Pulse check on U.S.' biopharma hot spot
Providing another snapshot of that pace of industry progress—and some of the catalysts and headwinds surrounding it—is a new report on Massachusetts’s biopharma funding landscape and R&D output in 2025, which released the same day as PwC’s.
The report, published by local trade group MassBio, offers a snapshot of the industry in one of the nation's premier biopharma hot spots.
Overall, the theme of the report was resilience, reflected in the fact that the state’s biopharma industry increased the volume of its drug pipeline by nearly 14% compared to 2024, even as venture capital reached its “lowest level in six years.”
Preclinical candidates made up the bulk of that gain, which outpaced the U.S.’ overall pipeline growth of 6.8% in 2025, according to the report.
Conversely, companies based in or with a significant presence in Massachusetts still rounded up 28 FDA approvals last year, MassBio noted. Throughout the course of 2025, the FDA approved 46 novel drugs and 18 new biological treatments, compared to 50 and 18 in 2024, respectively. Considering MassBio's numbers, Massachusetts-based companies contributed significantly to that tally of U.S. nods.
Still, the trade group’s report came with a stark warning about the pace of innovation among U.S. rivals, with China’s pipeline growing a staggering 37% last year, by MassBio’s tally.
That being said, key barometers of the industry’s health—venture capital, M&A activity and initial public offerings from biotech upstarts—seem to be pointing in a more positive direction after a rough start to 2025.
Overall, Massachusetts-headquartered companies lassoed up $6.85 billion—spread across 197 rounds—in VC dollars last year, which MassBio said reflects “a return to pre-pandemic funding levels and the industry’s recalibrating toward sustainable investment models.”
Further, M&A activity in the state “rebounded sharply” in the back half of 2025, with 36 Massachusetts biopharmas acquired for a total of $20 billion by the end of the year. The deals recorded in the latter half of the year more than doubled the number and value of acquisitions in 2025’s first half, the trade group pointed out.
That $20 billion figure is a sharp decline from the $42 billion in Massachusetts company acquisitions tallied in 2024, although that sum was due in part to “several oversized acquisitions,” MassBio caveated. Plus, the number of deals overall increased from 32 to 35 between 2024 and 2025, which MassBio suggested is “trending in the right direction.”
It was more difficult to find a silver lining around biopharma IPOs.
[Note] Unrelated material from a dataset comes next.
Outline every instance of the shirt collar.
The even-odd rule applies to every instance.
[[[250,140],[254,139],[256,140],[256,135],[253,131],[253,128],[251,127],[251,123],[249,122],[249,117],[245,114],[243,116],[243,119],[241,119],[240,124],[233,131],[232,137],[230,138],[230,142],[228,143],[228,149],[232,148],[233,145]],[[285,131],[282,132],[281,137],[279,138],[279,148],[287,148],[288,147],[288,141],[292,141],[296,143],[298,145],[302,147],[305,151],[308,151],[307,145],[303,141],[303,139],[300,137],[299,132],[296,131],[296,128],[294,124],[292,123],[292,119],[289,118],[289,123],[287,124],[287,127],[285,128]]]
Ultimately, just two Massachusetts company went public in 2025—one in the U.S. and the other on the Hong Kong Stock Exchange—compared with six in 2024, MassBio noted.
Despite signals of an industry rebound heading into 2026, drugmakers are still reckoning with several unknowns in the U.S., and the brunt of that burden will likely fall on smaller-scale innovators, MassBio’s report indicates.
The trade group cited survey results suggesting that policy uncertainty remains “the top concern of biopharma executives heading into the new year.” Namely, MassBio argued that “persistent regulatory instability disproportionately affects small biotechs with one or two drug candidates,” which they acknowledged form the “backbone” of the industry in Massachusetts.
Back in November, hundreds of industry leaders signed a letter to FDA Commissioner Marty Makary, M.D., emphasizing the importance of a predictable regulator and citing a survey that suggested biopharmas had become deeply concerned about the agency’s ability to function.
Throughout last year, the FDA missed multiple approval target dates, canceled meetings to discuss clinical plans with biotechs and suffered mass layoffs, plus a spate of prominent leadership departures, among other issues.